The period of remembrance brings conflict in itself. The innocent poppy has become torn and haggard with the pull of both the right and left wings of politics and is in danger of tearing in the battle for an imaginary moral high ground. Who could have thought that such a symbol of peace could be folded, packaged and turned into a political bullet? Each moment of public reflection takes that fight away from the media and politicians who would wield the poppy as a crimson sword, each moment of remembrance takes one back to 1918 and 1945, and not to the newspapers and comment boards. Each glance at the small flower is a second paid towards those who gave it all, so that we may live the life we do. The poppy is seen 'glammed' up on socialites, flittered across advertisements and shaken across charity collection boxes; football itself brings the poppy back to normality as the tiny icon of remembrance - it shouldn't be used as a fashion symbol or a mark of shame, just simply an icon of respect.
"How dare television designers adapt this token of remembrance to blend in with their trashy aesthetic? How dare they make it twinkly? The poppy is an incredibly moving symbol.
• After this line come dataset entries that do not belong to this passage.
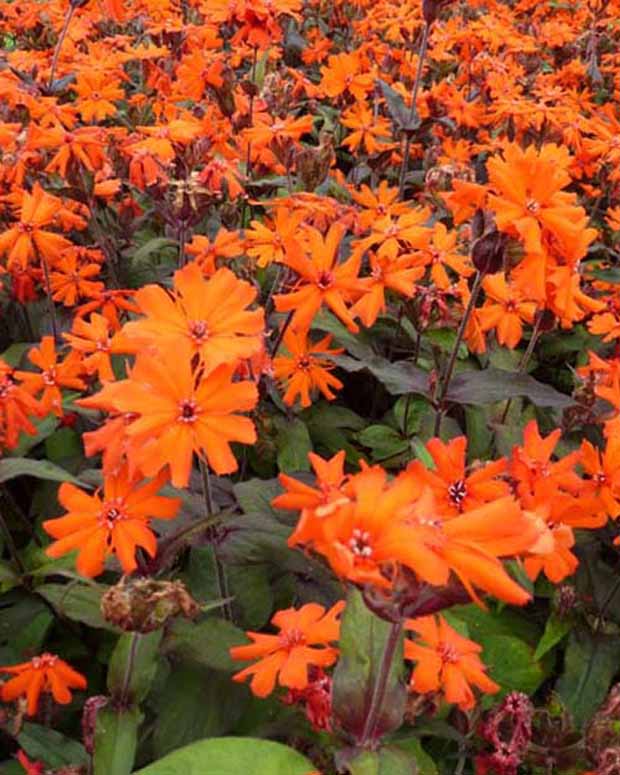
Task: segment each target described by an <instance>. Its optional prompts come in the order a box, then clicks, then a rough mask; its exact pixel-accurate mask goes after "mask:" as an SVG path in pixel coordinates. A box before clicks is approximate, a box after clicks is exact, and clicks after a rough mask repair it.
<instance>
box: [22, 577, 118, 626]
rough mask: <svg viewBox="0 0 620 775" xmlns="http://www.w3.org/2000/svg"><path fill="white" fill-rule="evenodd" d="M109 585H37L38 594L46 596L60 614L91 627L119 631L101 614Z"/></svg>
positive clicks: (55, 584) (57, 611) (48, 584)
mask: <svg viewBox="0 0 620 775" xmlns="http://www.w3.org/2000/svg"><path fill="white" fill-rule="evenodd" d="M107 589H108V587H106V586H104V585H103V584H94V583H93V584H81V583H79V582H77V583H69V584H43V585H42V586H40V587H37V589H36V591H37V594H39V595H41V597H44V598H45V599H46V600H47V601H48V603H50V604H51V605H52V606H53V607H54V608H55V609H56V611H57V612H58V614H60V616H66V617H67V619H72V620H73V621H75V622H82V623H83V624H87V625H88V626H89V627H97V628H100V629H104V630H111V631H112V632H118V629H117V628H116V627H114V626H113V625H111V624H109V623H108V622H106V621H105V619H104V618H103V616H102V615H101V610H100V604H101V597H102V595H103V593H104V592H105V591H106V590H107Z"/></svg>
This flower somehow flourished on battlefields smashed by the world's first experience of industrialised war - a war of unprecedented carnage which became almost as terrifying to the statesmen who had let it start as it was to the millions of soldiers who were killed or wounded by it."
- Comedian David Mitchell, writing in The Guardian.
The war is fading from living memory. But we cannot ever afford to forget the horrors of those years, nor the lessons that they taught us. Every year we spend minutes bowed in respect. One day, people will grow up in a world where the First World War isn't mentioned and perhaps isn't as commemorated as it is now and once was. Maybe this will be a great deal of shame and embarrassment for the Human race, but what if it wasn't? What if it signified that the immense task of the young men that rode out to Europe to fight and die was finally complete? That the shadow of war and loss wouldn't hover over the young and old of the nation? That we may enjoy our lives? That we may live every single moment of our lives living for the future and not looking to the past? That instead of bowing our heads, we hold them high, acknowledging the sacrifice that so many made? Our entire lives are a tribute to the soldiers of the First World War and their sacrifice has offered us more than anyone could ask for: choice. We have a choice in life because of not only those that fought in the First World War, but the Second World War and the wars that raged across the world after. Because of those brave many, we can say "I don't want to wear a poppy", we can demand that war end, we can disagree and argue, we can learn to accept and agree.
If the world does allow the First World War to fade from memory, it will still live on within us - even if it doesn't seem to be a part of our living conciousness. There need not be any sorrow with it leaving the brains of the World - because to this day and our last day - the poppies of Flanders fields will ensure that the fighting men of the First World War are never alone.